龔雪雁
(甘肅省隴南市西和縣職業(yè)中等專業(yè)學校 甘肅 隴南 742100)
從古至今,有很多人喜歡陶淵明固守寒廬,寄意田園,超凡脫俗的人生哲學。從根本上說,這也是由陶淵明的“自然”哲學決定的。在他看來,人為的繁復的禮儀破壞了社會的自然性,矯飾的行為破壞了人性的自然性,那么,詩歌在外現(xiàn)形式上的過度追求,也必然破壞感情的自然性。
梁啟超評價陶淵明時曾經說,“自然界是他愛戀的伴侶,常常對著他笑”。確如其言,陶在自然與哲理之間打開了一條通道,在生活的困苦與自然的旨趣之間達到了一種和解。連最平凡的農村生活景象在他的筆下也顯示出了一種無窮的意味深長的美。陶淵明的這種“真”主要體現(xiàn)在兩個方面:一是對自然的熱愛;一是對人生的哀傷。

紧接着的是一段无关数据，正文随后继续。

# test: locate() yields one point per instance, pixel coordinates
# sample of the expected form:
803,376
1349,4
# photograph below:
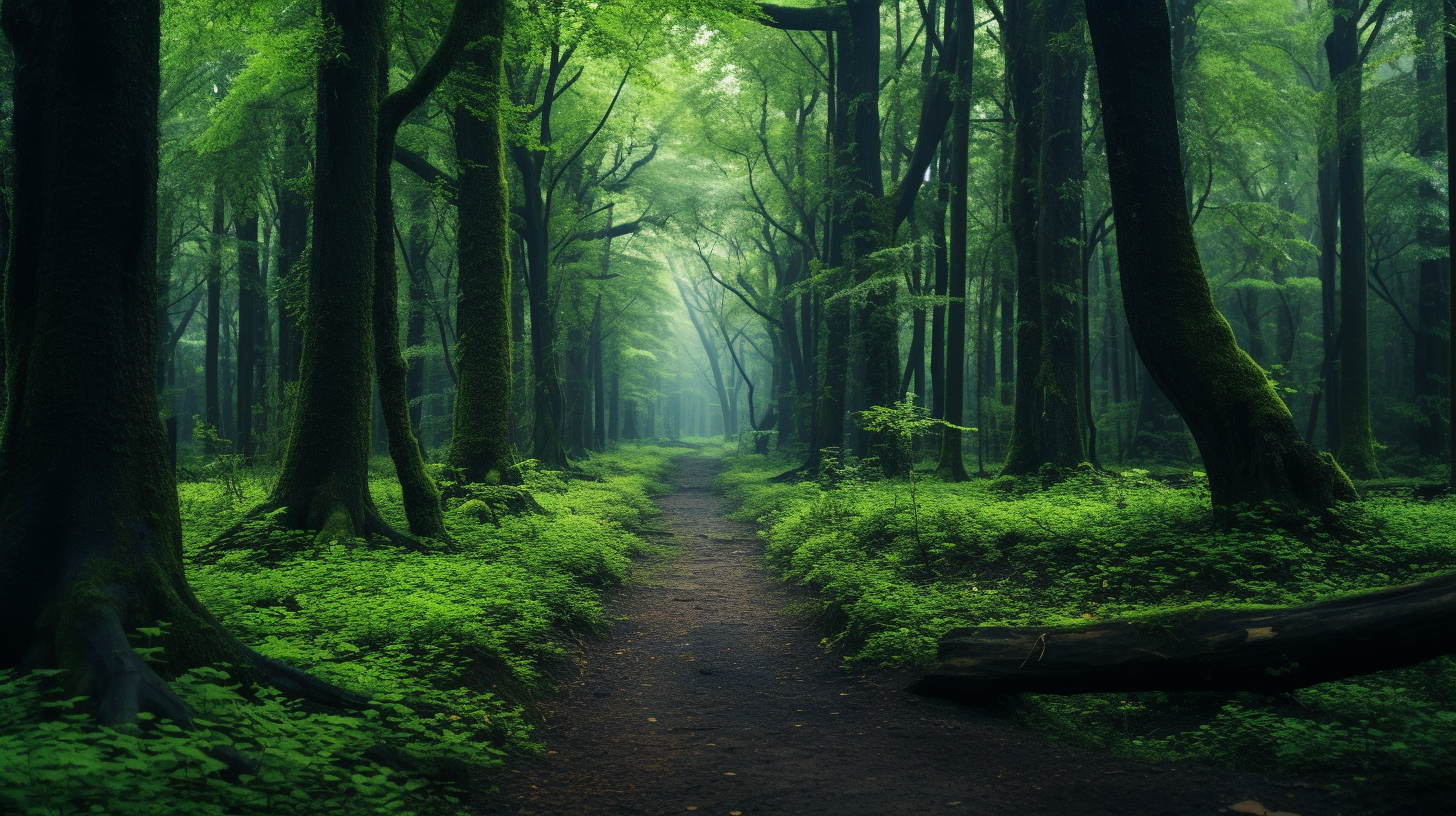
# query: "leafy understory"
450,646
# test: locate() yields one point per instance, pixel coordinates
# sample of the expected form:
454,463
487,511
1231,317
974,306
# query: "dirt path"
711,697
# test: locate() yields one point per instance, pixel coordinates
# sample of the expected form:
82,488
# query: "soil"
712,694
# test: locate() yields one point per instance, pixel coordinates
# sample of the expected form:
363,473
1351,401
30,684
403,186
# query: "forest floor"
712,694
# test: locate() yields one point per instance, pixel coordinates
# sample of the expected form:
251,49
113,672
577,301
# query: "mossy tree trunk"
1024,35
481,443
1059,235
323,484
251,296
1244,430
1051,427
293,238
417,254
1449,18
952,465
1356,450
1434,276
420,493
91,536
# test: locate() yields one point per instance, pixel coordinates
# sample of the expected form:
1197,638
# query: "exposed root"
118,679
303,685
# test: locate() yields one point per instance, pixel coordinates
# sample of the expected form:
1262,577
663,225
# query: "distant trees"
1247,434
91,539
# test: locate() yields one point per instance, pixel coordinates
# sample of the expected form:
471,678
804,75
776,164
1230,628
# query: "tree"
1244,430
951,465
1051,427
1347,56
1260,650
91,541
481,443
323,484
420,493
865,217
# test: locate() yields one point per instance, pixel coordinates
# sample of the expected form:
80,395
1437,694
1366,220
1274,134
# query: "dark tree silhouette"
481,443
91,539
1244,430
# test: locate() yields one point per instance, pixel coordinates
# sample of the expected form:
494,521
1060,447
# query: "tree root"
118,679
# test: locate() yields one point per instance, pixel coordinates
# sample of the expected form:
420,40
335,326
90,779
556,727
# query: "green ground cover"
450,644
894,564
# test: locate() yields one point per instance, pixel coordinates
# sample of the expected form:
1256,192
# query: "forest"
855,407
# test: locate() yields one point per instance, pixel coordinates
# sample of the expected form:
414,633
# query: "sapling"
900,424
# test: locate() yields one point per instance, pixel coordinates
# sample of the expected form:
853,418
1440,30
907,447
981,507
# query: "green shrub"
449,644
893,577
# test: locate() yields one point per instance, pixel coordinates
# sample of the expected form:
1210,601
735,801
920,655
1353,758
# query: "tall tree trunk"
213,401
1024,45
1356,450
481,443
613,405
1244,430
599,383
1434,274
942,277
293,238
417,258
249,311
420,494
1059,232
323,484
1449,18
92,544
951,465
549,408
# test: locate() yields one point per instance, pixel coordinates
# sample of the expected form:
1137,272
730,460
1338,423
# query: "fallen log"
1270,649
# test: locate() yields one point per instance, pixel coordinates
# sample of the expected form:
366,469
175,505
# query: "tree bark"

“自然”哲學的這一種內涵,在田園詩中以美好的形象表現(xiàn)出來,如陶詩中最著名的《飲酒》之五就是:結廬在人境,而無車馬喧。問君何能爾?心遠地自偏。采菊東籬下,悠然見南山。山氣日夕佳,飛鳥相與還。此中有真意,欲辯已忘言。開頭四句,說只要心境曠遠,就不會受到世俗的干擾。下面說采菊東籬,不經意中目遇南山(即廬山),在暮嵐紫靄、歸鳥返飛之中,感受到造物的奧秘,參透了人生的真諦。盡管詩中明說“欲辯已忘言”,但如果聯(lián)系陶淵明的其他作品來考察,他在本詩中通過一系列意象所隱約暗示的人生真理還是可以探索的。南山的永恒、山氣的美好、飛鳥的自由,不正是體現(xiàn)了自然的偉大、圓滿與充實,尤其是自在自足無外求的本質嗎?那么,人的短促的一生,除了歸依自然、順應自然,在自然的永恒、美好、自由中感受到自己生命的意義外,還有什么可追求的呢?所以說,這首詩仍然是陶淵明的人生理想的寄托,只是偏重有所不同。

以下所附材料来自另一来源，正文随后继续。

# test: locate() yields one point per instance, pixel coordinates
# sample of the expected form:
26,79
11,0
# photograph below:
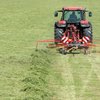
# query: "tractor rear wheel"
88,33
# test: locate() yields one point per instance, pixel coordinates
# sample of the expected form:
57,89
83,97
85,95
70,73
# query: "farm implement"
73,31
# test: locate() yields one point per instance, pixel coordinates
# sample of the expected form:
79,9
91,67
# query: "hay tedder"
73,31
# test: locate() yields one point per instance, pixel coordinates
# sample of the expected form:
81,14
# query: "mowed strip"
66,91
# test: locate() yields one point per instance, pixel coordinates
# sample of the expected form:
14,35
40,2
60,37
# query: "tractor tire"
58,35
88,33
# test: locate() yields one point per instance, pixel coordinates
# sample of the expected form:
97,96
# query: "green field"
44,75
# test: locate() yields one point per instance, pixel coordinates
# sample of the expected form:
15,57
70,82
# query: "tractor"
73,31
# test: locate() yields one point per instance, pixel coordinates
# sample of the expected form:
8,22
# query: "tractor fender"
60,24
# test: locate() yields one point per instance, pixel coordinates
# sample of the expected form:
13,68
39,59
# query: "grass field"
44,75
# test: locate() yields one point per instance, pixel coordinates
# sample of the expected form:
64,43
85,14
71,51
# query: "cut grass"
30,75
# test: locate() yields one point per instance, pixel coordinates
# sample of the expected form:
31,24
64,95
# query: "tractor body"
73,30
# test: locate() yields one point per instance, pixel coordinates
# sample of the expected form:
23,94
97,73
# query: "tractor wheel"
58,35
88,32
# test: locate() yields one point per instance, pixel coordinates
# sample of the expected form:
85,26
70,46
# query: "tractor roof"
74,8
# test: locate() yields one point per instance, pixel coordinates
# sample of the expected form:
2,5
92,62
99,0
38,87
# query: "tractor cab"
73,14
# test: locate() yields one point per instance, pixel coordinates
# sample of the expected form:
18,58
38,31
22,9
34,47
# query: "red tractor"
73,30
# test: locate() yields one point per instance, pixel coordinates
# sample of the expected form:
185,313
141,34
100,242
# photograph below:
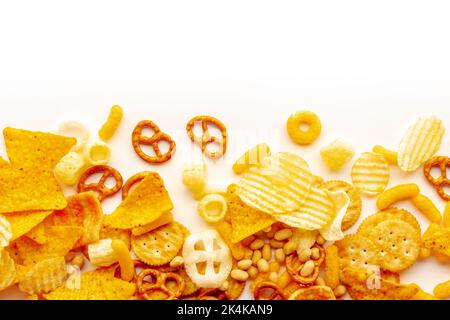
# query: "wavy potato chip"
370,173
23,222
7,270
280,184
398,244
355,207
420,143
6,233
159,246
60,240
145,203
44,276
317,212
245,220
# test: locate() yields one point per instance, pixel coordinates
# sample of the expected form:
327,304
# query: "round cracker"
357,251
354,209
388,214
159,246
398,244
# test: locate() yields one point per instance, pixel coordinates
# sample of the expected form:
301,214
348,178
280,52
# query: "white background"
368,68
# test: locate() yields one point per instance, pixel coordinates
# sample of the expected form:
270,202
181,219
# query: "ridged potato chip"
317,212
23,222
397,243
280,184
7,270
159,246
145,203
420,143
245,220
45,276
6,233
355,207
370,173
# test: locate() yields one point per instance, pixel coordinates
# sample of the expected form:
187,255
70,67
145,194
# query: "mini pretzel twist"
206,137
100,187
442,181
294,267
159,284
263,286
138,139
133,181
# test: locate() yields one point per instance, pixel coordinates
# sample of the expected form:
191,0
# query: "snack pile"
279,229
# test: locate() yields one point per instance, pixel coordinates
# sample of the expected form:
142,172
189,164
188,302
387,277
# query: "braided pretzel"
294,267
440,183
138,139
100,187
159,284
275,294
133,181
206,137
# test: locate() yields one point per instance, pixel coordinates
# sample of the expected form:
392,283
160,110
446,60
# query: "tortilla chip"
38,234
29,190
245,220
60,240
83,210
146,203
23,222
28,149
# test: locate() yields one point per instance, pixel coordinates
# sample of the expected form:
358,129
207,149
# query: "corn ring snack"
427,207
443,163
76,130
132,181
446,219
194,177
124,257
6,233
212,208
100,187
397,193
101,254
215,254
69,168
97,153
251,157
370,173
267,290
442,290
390,156
138,139
332,266
304,118
420,143
112,123
206,138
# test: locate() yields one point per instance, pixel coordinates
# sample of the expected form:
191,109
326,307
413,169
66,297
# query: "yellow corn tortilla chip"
38,234
29,190
23,222
83,210
245,220
28,149
146,203
60,240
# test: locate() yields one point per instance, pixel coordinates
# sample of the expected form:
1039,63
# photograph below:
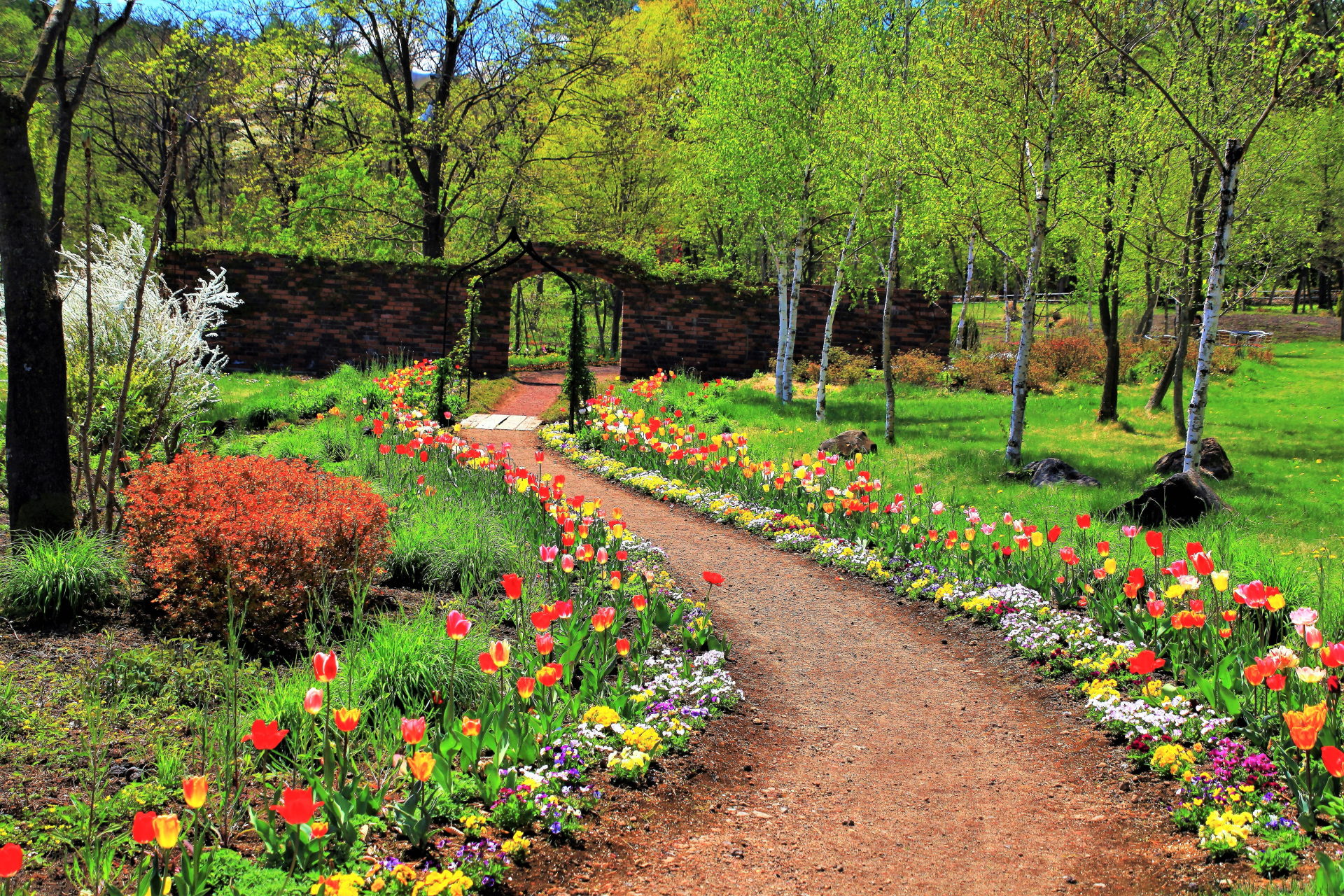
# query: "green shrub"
54,577
390,672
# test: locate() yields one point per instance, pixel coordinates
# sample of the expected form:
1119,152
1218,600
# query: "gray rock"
1051,470
1212,461
848,444
1177,500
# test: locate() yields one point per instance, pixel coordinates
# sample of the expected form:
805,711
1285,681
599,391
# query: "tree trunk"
1212,301
892,282
792,332
1108,298
1152,289
965,293
36,428
1018,418
1175,370
835,304
784,328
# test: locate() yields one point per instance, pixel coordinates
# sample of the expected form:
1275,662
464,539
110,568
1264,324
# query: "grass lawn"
1282,426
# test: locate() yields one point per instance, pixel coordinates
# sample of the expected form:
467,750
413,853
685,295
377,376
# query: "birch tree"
1241,76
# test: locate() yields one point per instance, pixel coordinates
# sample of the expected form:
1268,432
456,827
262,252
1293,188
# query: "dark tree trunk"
38,464
617,309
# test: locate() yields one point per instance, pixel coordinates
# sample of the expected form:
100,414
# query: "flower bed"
1114,614
609,668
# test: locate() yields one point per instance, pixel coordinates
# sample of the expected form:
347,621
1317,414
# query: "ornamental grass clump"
51,578
269,536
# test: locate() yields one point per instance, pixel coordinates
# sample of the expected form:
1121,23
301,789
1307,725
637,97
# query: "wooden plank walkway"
500,422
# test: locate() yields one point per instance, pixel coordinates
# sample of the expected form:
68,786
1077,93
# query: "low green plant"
58,577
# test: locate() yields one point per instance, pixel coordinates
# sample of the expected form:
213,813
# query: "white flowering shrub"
174,356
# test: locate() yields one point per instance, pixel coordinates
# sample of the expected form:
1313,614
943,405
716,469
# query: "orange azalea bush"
272,531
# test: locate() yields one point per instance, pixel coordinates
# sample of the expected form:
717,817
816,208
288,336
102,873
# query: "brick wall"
312,316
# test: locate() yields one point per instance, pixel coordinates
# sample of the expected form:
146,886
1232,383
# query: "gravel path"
879,750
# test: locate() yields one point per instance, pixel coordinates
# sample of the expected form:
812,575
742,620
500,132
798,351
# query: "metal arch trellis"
527,248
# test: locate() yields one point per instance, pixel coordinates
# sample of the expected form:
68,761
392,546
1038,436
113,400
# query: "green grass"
54,578
1282,426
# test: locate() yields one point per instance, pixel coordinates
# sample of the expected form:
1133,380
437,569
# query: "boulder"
1212,461
1051,470
848,444
1177,500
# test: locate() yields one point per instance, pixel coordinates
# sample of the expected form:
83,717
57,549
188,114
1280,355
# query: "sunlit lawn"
1282,426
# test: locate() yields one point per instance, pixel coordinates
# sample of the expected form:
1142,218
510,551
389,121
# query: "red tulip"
265,735
326,666
457,625
604,618
143,827
298,806
413,729
11,860
1145,664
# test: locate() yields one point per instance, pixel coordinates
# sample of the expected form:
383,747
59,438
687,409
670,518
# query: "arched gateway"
315,315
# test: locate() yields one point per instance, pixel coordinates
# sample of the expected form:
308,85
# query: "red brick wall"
312,316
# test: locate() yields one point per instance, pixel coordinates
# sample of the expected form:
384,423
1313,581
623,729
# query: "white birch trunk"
1212,302
835,304
892,258
794,292
1018,419
784,328
965,292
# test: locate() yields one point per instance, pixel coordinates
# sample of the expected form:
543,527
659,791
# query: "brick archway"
309,315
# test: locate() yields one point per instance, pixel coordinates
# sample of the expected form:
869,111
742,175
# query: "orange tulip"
194,792
549,675
421,764
1306,724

當然,詩中的這種人生觀說到底只是一種詩意的、哲理的向往。因為人從根本上不可能擺脫在一定的對象中實現(xiàn)自我的追求,也不可能擺脫現(xiàn)實利害的矛盾。但作為對人生的一種哲學思考,它是有價值的;作為詩歌的理蘊,它更帶來獨特的效果。歸結起來,陶淵明的社會觀和人生觀都以“自然”為核心。他向往的社會是和平安寧、自耕自食、無競逐無虛偽、沒有相互壓迫和殘害的社會;他追求的人生是淳樸真誠、淡泊高遠、任運委化、無身外之求的人生;他所喜愛的生活環(huán)境,也是恬靜而充滿自然意趣的鄉(xiāng)村。由于這些追求,使他的大多數(shù)田園詩呈現(xiàn)出沖淡平和、曠潔悠遠的外貌,此即前人所言“靜穆”。但在這背后,卻充滿了對現(xiàn)實社會的憎惡與不安,對人生短促深感無所寄托的焦慮。換言之,“靜穆”是在“自然”哲學支配下構造出的美學境界,而激起這種追求的內驅力恰恰是高度的焦灼不安。

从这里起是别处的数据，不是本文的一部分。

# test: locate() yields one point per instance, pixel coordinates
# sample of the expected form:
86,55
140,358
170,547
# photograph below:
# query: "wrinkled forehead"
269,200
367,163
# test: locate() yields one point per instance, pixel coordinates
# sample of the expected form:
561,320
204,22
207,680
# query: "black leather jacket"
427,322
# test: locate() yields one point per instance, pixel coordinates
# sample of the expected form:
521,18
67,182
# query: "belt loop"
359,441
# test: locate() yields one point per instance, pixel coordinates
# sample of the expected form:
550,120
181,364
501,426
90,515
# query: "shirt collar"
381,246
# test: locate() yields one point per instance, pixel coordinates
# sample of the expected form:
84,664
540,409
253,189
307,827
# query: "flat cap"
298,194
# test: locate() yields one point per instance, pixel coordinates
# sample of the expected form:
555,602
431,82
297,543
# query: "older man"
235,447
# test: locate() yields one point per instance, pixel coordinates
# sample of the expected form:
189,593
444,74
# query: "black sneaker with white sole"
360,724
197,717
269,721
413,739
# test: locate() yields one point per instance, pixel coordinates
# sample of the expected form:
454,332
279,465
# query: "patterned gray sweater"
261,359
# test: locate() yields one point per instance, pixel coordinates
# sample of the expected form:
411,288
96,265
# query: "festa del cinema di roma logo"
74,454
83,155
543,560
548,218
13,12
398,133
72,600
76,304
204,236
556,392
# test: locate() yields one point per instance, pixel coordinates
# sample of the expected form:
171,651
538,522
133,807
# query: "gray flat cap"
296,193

總之,陶淵明追求自然的人生觀可以看作是:通過泯去后天的經過世俗熏染的“偽我”,以求返歸一個“真我”。陶淵明看到了社會的腐朽,但沒有力量支改變它,只好追求自身道德的完善。他看到了社會的危機,但找不到正確的途徑去挽救它,只好求救于人性的復歸。。他欣然與山間霜露、村落炊煙、扶疏林木,甚而微雨好風、狗吠雞鳴相交通,體味“歡然酌春酒,摘我園中蔬”的作息快樂,把田園生活題材注入詩,開拓了一個全新的表現(xiàn)領域,同時把自己陶醉于大自然中。